Interestingly, however, in lutein-supplemented nests, UV-blocked nestlings gained more body mass than their non-UV-blocked siblings, but in control nests, offspring did not differ in body mass change according to UV treatment.
Thus, when rearing capacity was low, UV-blocked offspring were not favoured over high-quality offspring while the opposite was true when rearing capacity was high. Since all the offspring included in the experiment belonged to a clutch laid by a control female, we can be sure that body mass change was not affected by early maternal effects but rather by behavioural interactions among family members. One likely possibility is that the father’s prey-testings mediated body mass change, and thus low-quality chicks gained more body mass because they were prey-tested less often in lutein-supplemented nests (see the contrasting patterns in Figs. 2
). Besides, in control nests, UV-blocked offspring tended (not significantly) to gain less body mass and to receive more prey-testings than their non-UV-blocked siblings.
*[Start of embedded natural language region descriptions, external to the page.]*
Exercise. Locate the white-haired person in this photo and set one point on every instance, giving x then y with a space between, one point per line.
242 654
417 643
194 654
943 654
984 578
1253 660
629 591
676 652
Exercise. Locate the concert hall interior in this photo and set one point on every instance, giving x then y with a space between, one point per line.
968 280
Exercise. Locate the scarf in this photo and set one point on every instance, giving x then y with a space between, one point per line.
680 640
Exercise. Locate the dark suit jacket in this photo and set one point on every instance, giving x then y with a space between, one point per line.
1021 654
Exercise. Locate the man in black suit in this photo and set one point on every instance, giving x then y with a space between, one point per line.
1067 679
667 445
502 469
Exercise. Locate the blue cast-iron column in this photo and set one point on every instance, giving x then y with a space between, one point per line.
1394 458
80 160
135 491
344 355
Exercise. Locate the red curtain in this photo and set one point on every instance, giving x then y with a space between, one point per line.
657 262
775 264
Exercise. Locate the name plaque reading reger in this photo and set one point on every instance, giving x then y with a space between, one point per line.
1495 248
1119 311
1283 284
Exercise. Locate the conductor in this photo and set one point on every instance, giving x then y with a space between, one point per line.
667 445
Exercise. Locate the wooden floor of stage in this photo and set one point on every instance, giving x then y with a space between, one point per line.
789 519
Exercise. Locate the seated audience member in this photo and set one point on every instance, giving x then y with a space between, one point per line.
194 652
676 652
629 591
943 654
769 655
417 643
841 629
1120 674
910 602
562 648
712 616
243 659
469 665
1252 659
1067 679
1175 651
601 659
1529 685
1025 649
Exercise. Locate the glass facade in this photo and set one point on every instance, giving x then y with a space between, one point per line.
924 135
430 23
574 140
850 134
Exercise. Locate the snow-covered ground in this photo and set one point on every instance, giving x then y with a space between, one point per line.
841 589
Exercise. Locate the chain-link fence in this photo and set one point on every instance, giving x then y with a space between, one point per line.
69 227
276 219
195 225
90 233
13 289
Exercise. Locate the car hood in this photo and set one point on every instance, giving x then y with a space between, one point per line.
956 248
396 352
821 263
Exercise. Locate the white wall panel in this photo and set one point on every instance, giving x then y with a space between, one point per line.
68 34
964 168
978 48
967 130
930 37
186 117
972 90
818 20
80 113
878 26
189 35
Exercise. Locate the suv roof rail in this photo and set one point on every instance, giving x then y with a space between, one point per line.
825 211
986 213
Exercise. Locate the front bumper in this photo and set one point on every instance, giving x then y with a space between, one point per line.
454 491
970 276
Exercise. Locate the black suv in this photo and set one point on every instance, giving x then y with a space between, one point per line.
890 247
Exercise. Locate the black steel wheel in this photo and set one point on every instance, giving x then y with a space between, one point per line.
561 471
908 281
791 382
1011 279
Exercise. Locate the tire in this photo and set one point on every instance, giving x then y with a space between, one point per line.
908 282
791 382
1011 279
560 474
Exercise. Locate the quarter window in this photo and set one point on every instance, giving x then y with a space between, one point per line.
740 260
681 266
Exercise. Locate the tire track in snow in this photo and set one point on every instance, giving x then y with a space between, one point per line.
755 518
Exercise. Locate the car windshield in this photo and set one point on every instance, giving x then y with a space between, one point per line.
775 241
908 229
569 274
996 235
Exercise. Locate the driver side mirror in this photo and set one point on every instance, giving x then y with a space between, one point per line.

Thus, by reducing the prey-testings to UV-blocked nestlings in lutein-supplemented nests, fathers would be compensating for their low quality and facilitating a brood survival strategy. Moreover, even small differences in behaviour would become relevant since significant effects were found for nestling body mass, which is a more integrative measure
In conclusion, our results thus suggest that conditions in the prenatal environment determine the importance of offspring UV signals in mediating behavioural intra-family interactions. Finally, males were more responsive than females to nestling UV colouration when rearing capacity was high, thus supporting previous findings on sex-specific care strategies.